Existem muitas mensagens naquele chat. Algumas descrevem ferimentos, mas não conseguimos determinar o destino de todas as participantes do grupo.

Enquanto esperavam pela chegada dos soldados israelenses, sentadas nos quartos seguros, as moradoras do kibbutz continuavam a apoiar umas às outras.

Gutentag fez ligações silenciosas para as vizinhas que postavam mensagens expondo sua angústia, dizendo "respire comigo".

"Postei muitas mensagens de incentivo: tenho certeza de que o exército está aí, tenho certeza de que eles estão chegando, tenha paciência, respire", ela conta. Outras pessoas do grupo fizeram o mesmo.

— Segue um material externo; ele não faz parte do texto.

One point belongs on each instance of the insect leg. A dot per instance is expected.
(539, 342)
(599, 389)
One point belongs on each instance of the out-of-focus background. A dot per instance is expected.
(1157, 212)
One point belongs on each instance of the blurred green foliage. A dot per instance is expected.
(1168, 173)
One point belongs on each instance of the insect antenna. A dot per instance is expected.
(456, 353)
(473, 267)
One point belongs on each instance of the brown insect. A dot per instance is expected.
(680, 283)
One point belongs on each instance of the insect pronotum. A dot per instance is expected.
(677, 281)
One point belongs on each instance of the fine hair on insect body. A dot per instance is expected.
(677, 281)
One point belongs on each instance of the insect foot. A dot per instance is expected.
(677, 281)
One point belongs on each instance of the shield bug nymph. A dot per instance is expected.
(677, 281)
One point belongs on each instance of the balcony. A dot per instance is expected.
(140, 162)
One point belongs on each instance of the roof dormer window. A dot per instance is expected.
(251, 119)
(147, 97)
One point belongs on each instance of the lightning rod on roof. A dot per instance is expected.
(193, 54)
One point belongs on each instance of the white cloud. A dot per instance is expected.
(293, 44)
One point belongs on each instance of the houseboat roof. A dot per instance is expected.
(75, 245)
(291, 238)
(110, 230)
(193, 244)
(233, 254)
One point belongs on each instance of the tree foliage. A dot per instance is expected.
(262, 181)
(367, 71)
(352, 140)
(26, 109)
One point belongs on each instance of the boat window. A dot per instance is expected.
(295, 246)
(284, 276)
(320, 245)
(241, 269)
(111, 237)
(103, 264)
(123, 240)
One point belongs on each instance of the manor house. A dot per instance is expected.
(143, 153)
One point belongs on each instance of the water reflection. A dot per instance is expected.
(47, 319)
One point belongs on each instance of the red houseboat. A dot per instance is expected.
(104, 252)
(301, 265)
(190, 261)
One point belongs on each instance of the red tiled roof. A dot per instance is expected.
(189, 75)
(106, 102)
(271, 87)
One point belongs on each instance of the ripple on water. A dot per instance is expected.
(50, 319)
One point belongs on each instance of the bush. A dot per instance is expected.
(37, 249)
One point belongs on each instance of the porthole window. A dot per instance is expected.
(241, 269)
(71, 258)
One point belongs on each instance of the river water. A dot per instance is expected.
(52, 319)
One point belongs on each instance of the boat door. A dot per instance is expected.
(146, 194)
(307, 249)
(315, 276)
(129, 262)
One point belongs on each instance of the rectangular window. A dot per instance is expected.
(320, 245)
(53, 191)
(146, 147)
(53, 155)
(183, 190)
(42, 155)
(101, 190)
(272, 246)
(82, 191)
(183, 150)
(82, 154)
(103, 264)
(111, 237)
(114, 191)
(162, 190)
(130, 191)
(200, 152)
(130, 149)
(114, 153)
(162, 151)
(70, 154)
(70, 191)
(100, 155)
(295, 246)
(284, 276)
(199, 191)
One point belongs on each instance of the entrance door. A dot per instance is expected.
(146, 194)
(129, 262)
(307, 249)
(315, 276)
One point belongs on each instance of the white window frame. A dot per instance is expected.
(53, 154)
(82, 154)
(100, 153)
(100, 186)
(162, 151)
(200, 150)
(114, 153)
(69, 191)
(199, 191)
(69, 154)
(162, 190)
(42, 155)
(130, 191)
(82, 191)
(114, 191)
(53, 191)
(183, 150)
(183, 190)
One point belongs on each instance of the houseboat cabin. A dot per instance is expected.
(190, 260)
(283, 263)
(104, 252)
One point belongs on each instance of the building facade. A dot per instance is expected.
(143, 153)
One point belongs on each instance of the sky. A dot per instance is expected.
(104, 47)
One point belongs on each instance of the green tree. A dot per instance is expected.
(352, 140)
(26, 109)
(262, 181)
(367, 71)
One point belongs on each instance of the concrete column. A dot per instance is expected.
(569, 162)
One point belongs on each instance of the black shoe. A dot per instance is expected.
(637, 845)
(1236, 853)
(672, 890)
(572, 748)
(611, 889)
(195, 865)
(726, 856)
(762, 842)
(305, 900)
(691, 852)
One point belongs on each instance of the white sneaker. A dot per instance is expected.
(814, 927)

Em uma troca de mensagens, alguém perguntou: "alguém pode dizer alguma coisa para nos acalmar?" Foi questão de segundos até que uma vizinha respondesse "eu posso" e descrevesse como o exército iria lidar com a questão.

Perto das 15 horas, Gutentag recebeu uma ligação de vizinhos pedindo para ir para a sua casa porque a deles estava cheia de fumaça.

Ela correu para a porta da frente e começou a desfazer uma pilha de móveis que ela havia colocado contra a porta, para impedir que alguém entrasse. Ela então deixou a família de quatro pessoas passar, levando-os para o quarto seguro antes de montar novamente a barricada.

Poucos minutos depois, outra mulher entrou em contato pedindo para entrar e Gutentag conduziu novamente o mesmo processo.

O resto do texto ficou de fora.